(Photo: Reuters)
(Photo: Reuters)

Average home prices in the UK crossed a quarter of a million pounds for the first time in June, as the recovery in the housing market spreads to regions outside London, according to property website Rightmove.

In its monthly report, Rightmove said that average asking home prices increased 1.2% in June to £252,798 ($396,817/€297,339), beating the previous record of £249,841 set in May.

While average house prices in the British capital continued to increase to reach a new record of £515,243, the South East region saw a 1.4% monthly increase in prices to a record £329,698. For the first six months of 2013, home prices in the South East rose a whopping 14.8%.

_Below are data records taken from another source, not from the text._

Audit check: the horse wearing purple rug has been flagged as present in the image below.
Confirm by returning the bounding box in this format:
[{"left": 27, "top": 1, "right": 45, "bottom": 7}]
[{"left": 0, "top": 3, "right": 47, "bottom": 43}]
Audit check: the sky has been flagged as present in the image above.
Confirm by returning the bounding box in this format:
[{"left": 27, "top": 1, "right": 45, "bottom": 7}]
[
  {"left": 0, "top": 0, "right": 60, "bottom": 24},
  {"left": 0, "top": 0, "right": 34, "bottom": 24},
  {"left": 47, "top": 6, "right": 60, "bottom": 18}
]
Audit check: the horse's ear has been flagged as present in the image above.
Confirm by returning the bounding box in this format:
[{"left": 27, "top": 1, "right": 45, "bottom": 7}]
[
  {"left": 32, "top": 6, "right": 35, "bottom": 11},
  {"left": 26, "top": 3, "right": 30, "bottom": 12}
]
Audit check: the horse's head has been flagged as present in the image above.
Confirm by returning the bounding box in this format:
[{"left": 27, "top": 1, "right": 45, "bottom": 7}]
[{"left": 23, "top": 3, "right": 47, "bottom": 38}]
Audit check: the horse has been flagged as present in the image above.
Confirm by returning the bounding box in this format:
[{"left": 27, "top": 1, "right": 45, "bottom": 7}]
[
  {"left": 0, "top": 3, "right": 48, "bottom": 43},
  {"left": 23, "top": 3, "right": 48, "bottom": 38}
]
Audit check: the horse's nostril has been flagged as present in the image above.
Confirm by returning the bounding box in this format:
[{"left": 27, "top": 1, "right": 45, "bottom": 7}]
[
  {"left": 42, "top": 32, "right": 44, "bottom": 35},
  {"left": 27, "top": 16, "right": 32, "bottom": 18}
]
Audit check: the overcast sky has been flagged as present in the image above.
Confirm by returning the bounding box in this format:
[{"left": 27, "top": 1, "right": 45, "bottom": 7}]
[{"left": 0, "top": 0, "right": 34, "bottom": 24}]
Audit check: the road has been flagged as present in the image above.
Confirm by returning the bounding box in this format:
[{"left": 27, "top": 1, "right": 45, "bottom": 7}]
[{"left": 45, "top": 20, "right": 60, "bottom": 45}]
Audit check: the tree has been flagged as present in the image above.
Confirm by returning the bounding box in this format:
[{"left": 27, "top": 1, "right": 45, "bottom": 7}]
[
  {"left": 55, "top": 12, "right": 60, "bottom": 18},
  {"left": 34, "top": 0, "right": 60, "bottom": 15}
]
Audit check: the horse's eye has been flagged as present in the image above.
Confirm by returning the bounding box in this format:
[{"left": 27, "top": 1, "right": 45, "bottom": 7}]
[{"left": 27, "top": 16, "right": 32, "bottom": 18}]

Among other regions, prices increased by 1% in the South West, 1.7% in the North West and 0.4% in the West Midlands.

Over the first half of the year, asking prices in the northern part of the country rose by 9.2%, almost keeping pace with the 10.6% seen in the south.

"These increases, along with reports from agents and developers of a pick-up in transactions, suggest a wider and more sustainable recovery as the price buoyancy of the London market shows signs of spreading across the country," Rightmove said in its report.

Rightmove attributed the year-to-date price increase to a number of factors including improved consumer confidence and increasing competition among lenders.

"The first half of 2013 saw little sign of the traditional north-south divide with the first-half asking price surge in the north almost equal to that of the south. The good news is that this indicates a wider upturn, albeit at historically low but increasing volumes," said Miles Shipside, director and housing market analyst at Rightmove.

At the same time, it is bad news for prospective buyers as they would find it difficult with the increased average asking prices for houses, Shipside added.

In the first half, prices in London increased by 10.9%, but the rate has been surpassed by two northern regions, the North region at 11.0% and the West Midlands at 11.3%.

"While some northern regions outpaced London this year, the price gap remains daunting for those looking to up sticks and head to the bright but dazzlingly expensive lights of the capital. The average price of a property in London is still more than three times higher than in the north," Shipside said.

He added that true signs of a wider housing market recovery y are an increase in transaction numbers and more new homes being built, not just increasing prices.